I Carabinieri del Gruppo per la Tutela del Lavoro, su delega della Procura della Repubblica di Palermo, hanno dato esecuzione ad un  decreto di sequestro preventivo emesso nei confronti di 9 soggetti (figure apicali del consiglio di amministrazione e dirigenti della RAP s.p.a.), indagati a vario titolo per peculato e reati in materia di falso.

Il procedimento di oggi è scaturito a seguito delle indagini scattate nel 2016, dopo che Il 13 giugno di quell’anno, i militari del Nucleo Operativo del Gruppo Carabinieri per la Tutela del Lavoro in Sicilia, hanno effettuato una ispezione ad un cantiere stradale nel centro di Palermo, ove erano in atto lavori di rifacimento del manto, ad opera della RAP spa, ditta municipalizzata a partecipazione totale del Comune di Palermo.

In quella circostanza sono stati denunciati 8 soggetti (figure apicali del consiglio di amministrazione e dirigenti dell’organismo in house) per una serie di violazioni in materia di sicurezza sui luoghi di lavoro; inoltre è stata riscontrata la presenza di 31 lavoratori irregolari.

Al termine della procedura gli 8 soggetti sono stati sanzioni in sede amministrativa, per 57.278,20 euro. Sanzioni regolarmente pagate.

Da successivi accertamenti però, appositamente delegati dalla Procura della Repubblica di Palermo, è emerso che gli indagati avevano pagato le sanzioni pecuniarie non con pagamenti personali ma con il denaro pubblico della società municipalizzata, attraverso un sistema di false attestazioni che coinvolgeva anche un ulteriore soggetto, dirigente dell’area finanza e bilancio della RAP.

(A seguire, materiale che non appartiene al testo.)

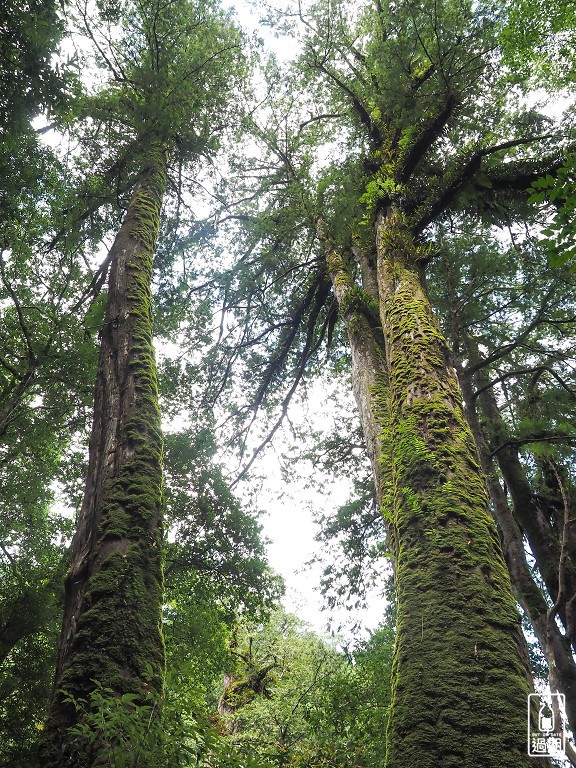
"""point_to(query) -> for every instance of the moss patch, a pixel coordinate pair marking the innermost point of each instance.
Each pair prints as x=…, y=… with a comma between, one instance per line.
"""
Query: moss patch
x=459, y=684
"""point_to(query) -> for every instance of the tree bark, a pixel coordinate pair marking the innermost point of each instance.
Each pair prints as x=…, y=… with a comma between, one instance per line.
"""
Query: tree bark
x=359, y=311
x=459, y=680
x=555, y=646
x=112, y=618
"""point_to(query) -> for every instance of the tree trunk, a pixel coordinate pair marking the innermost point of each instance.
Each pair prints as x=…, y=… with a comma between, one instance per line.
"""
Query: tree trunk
x=459, y=680
x=112, y=618
x=359, y=311
x=553, y=643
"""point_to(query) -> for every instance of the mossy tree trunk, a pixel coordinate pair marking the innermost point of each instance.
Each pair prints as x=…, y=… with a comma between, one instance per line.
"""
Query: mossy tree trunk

Analoga fattispecie di reato è stata posta in essere in relazione a sanzioni per reati ambientali, accertati dal Corpo della Polizia Municipale di Palermo e dall’ARPA, per un importo di € 6.500,00 (la municipalizzata si occupa anche della raccolta dei rifiuti in città).

Il 24 gennaio 2018 infine, il GIP presso il Tribunale di Palermo, su conforme richiesta della Procura della Repubblica, ha emesso un decreto di sequestro preventivo nei confronti dei 9 soggetti, al fine di preservare le somme indebitamente sottratte dal patrimonio dell’ente in house per pagare le sanzioni comminate ai singoli responsabili.